Malheureusement, on a bien vite la légère impression d’être pris pour des lapins de trois semaines … Côté jeu des acteurs, c’est clairement « La case en moins de l’oncle Tom » ; Les acteurs ne jouent pas vraiment mal, mais sont poussés à un jeu tellement caricaturé (… Zou, on va leur faire çà au hachoir et à la truelle…) que c’en devient risible. Nate Parker est aussi expressif qu’un panda géant, affichant toujours le même regard de petit lapin pris dans des phares de voiture face à chacune des turpitudes de ses abominables geôliers.

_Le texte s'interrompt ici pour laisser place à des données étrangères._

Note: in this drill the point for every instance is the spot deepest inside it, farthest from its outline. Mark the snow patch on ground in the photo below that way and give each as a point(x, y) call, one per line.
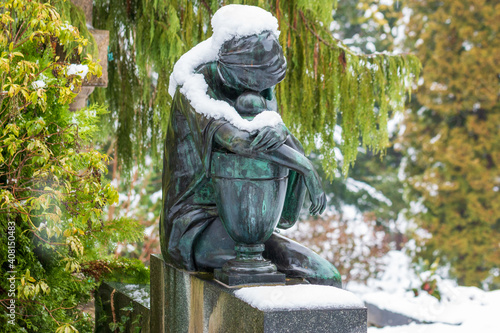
point(298, 297)
point(77, 69)
point(461, 309)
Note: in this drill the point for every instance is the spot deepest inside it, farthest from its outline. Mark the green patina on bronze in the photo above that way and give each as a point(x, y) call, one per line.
point(225, 188)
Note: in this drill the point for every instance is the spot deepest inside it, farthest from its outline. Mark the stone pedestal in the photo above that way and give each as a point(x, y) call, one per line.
point(185, 302)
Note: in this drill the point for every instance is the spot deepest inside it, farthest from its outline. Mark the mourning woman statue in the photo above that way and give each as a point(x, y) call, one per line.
point(216, 87)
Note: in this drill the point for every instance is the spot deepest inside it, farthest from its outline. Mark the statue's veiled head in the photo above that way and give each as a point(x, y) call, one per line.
point(254, 62)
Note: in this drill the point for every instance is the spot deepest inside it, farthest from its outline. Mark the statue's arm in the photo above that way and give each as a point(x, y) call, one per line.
point(240, 142)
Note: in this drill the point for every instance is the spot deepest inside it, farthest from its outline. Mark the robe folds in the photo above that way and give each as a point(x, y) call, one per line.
point(188, 195)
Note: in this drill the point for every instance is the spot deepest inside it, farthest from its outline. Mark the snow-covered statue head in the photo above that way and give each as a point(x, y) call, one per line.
point(224, 124)
point(245, 48)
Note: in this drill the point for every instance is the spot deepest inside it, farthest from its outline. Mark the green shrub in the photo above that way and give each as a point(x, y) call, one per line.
point(52, 190)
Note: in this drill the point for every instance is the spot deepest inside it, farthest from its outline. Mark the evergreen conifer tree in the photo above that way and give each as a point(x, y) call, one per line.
point(452, 138)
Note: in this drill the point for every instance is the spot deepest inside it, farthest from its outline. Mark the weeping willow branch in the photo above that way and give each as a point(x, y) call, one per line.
point(329, 89)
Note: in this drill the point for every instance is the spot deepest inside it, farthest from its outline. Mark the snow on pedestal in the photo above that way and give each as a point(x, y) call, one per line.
point(298, 297)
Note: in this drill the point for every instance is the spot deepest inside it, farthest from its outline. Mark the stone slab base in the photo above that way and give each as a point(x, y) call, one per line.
point(249, 279)
point(186, 302)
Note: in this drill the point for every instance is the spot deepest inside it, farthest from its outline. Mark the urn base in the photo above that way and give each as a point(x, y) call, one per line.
point(237, 279)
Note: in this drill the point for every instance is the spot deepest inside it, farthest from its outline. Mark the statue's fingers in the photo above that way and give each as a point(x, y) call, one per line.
point(275, 146)
point(259, 138)
point(267, 140)
point(323, 205)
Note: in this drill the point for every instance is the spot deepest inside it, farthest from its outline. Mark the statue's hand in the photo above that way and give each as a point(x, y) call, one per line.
point(316, 193)
point(270, 138)
point(318, 204)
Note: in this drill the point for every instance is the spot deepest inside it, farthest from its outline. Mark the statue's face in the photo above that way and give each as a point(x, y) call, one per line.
point(252, 63)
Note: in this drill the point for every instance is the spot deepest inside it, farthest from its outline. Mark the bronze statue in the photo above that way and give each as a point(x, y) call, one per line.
point(192, 234)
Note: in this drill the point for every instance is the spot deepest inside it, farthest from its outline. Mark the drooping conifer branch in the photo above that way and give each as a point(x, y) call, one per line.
point(324, 77)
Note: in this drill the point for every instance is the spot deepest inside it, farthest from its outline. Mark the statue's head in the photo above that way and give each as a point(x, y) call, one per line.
point(253, 62)
point(250, 56)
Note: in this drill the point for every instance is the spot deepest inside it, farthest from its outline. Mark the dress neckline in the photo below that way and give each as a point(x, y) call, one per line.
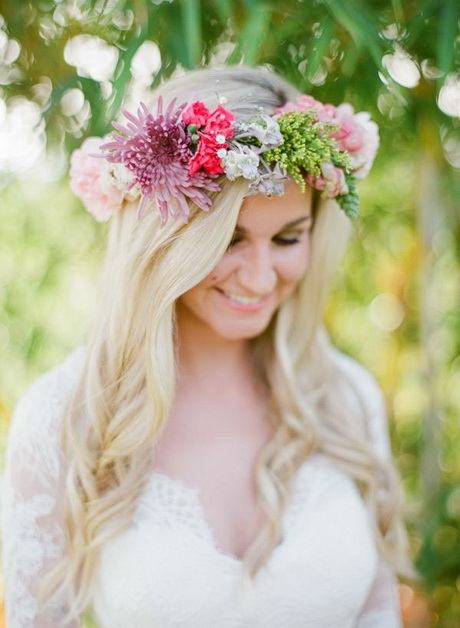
point(191, 495)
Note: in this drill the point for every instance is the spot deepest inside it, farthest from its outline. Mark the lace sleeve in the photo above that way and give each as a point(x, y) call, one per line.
point(381, 609)
point(33, 536)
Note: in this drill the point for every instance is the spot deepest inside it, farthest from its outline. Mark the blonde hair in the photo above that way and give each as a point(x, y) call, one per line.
point(127, 386)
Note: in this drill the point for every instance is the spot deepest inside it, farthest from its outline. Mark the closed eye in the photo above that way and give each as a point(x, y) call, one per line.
point(289, 237)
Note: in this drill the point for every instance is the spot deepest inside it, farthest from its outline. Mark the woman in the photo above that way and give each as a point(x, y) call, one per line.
point(209, 459)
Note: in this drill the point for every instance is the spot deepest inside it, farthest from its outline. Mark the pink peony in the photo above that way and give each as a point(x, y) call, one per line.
point(358, 135)
point(89, 181)
point(331, 181)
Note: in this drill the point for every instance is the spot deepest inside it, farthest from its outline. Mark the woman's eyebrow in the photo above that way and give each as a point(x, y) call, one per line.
point(289, 225)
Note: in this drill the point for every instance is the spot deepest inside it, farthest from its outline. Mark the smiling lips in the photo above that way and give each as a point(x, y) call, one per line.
point(243, 303)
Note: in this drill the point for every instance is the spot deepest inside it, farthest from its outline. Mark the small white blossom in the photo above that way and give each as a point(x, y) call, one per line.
point(241, 164)
point(119, 176)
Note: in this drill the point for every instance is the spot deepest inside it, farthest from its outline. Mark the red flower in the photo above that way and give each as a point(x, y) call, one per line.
point(206, 156)
point(197, 113)
point(220, 122)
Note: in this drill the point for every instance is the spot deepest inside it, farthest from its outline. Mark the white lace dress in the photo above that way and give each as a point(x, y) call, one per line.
point(166, 571)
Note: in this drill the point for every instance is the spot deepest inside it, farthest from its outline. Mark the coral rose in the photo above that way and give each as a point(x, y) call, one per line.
point(89, 180)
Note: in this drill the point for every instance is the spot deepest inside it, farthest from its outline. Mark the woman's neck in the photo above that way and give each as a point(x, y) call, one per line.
point(205, 356)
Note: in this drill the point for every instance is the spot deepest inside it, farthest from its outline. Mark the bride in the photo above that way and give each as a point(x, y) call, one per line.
point(209, 458)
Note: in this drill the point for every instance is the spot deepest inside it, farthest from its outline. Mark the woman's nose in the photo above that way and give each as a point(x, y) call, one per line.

Les trois quarts du film, Il fait penser à un bisounours découvrant l’esclavage, pas à un homme ayant grandi dedans… Et quand le bisounours finit par décrocher son fusil d’assaut pour faire la misère à la moitié blanche de ce monde … Après son arrestation, le vrai Turner sera décrit comme un homme extrêmement intelligent, un « fanatique qui fera glacer le sang dans les veines » de l’officier qui prendra sa déposition. … Pas comme « Tinkie-Winkie au pays de la vengeance », non, vraiment çà passe pas.
Les rôles de blancs ne sont pas joués avec plus de nuance, qu’on se rassure, il ne leur manque que le filet de bave leur coulant sur le menton pour exprimer tout le crétinisme sadique qu’on leur connait ... La plupart des rôdeurs de « Walking dead » jouent avec plus de finesse… Bref, devant l’alternance manichéenne entre « très très gentils » et très très méchants » on a rapidement l’impression de voir Parker-le-réalisateur jouer à Jacquouille la fripouille avec son interrupteur « … JOUR !!!! … NUIT !!! ». Et pour que le viol mental soit complet, cà se double d’une musique qu’on a bien compris qu’on devrait la trouver super-émouvante mais que non, désolé, la prochaine fois peut-être, mais là elle devient aussi omniprésente et lourde que les vannes du Tonton Daniel…
… Et tout a coup, on réalise que pour faire le film de ses rêves, Parker a pris pas mal de libertés avec l’histoire (… Le chenapan…) ; on passe beaucoup de temps sur la femme de Turner et son idylle avec elle, mais on ne sait pas bien s’il a vraiment été marié, et le fils de sa possible femme n’était pas le sien. Une chose est certaine : Turner n’a jamais agi par vengeance d’un hypothétique viol de sa femme. Il était illuminé et se pensait prophète ; il croyait sincèrement recevoir des messages divins, et les décrit très longuement dans ses confessions comme étant à l’origine de ses actes, et sans jamais faire la moindre allusion à sa femme. Ce n’est pas rendre hommage à son histoire – d’activiste ou d’illuminé, sans doute des deux- que de la ramener à une simple histoire de « sérieux t’aurais pas dû, ayé j’chuis colère … ».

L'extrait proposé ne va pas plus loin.